Background: Genome-wide association studies (GWAS) have identified approximately 40 common genetic loci associated with colorectal cancer risk. To investigate possible gene-environment interactions (GEIs) between GWAS-identified single-nucleotide polymorphisms (SNPs) and alcohol consumption with respect to colorectal cancer, a hospital-based case-control study was conducted. Results: Higher levels of alcohol consumption as calculated based on a standardized definition of a drink (1 drink=12.5g of ethanol) were associated with increased risk of colorectal cancer (OR=2.47, 95% CI=1.62-3.76 for heavy drinkers [ > 50g/day] compared to never drinkers; ptrend < 0.01).
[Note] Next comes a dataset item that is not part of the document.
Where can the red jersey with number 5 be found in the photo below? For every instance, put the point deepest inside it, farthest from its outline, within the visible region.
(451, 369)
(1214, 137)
SNP rs6687758 near the DUSP10 gene at 1q41 had a statistically significant interaction with alcohol consumption in analyses of standardized drinks (p=4.6×10-3), although this did not surpass the corrected threshold for multiple testing. When stratified by alcohol consumption levels, in an additive model the risk of colorectal cancer associated with the G allele of rs6687758 tended to increase among individuals in the heavier alcohol consumption strata. A statistically significant association between rs6687758 and colorectal cancer risk was observed among moderate alcohol drinkers who consumed between > 12.5 and =50g of alcohol per day (OR=1.46, 95% CI=1.01-2.11). Methods: A total of 2,109 subjects (703 colorectal cancer patients and 1,406 healthy controls) were recruited from the Korean National Cancer Center. For genotyping, 30 GWAS-identified SNPs were selected. A logistic regression model was used to evaluate associations of SNPs and alcohol consumption with colorectal cancer risk. We also tested GEIs between SNPs and alcohol consumption using a logistic model with multiplicative interaction terms. Conclusions: Our results suggest that SNP rs6687758 at 1q41 may interact with alcohol consumption in the etiology of colorectal cancer.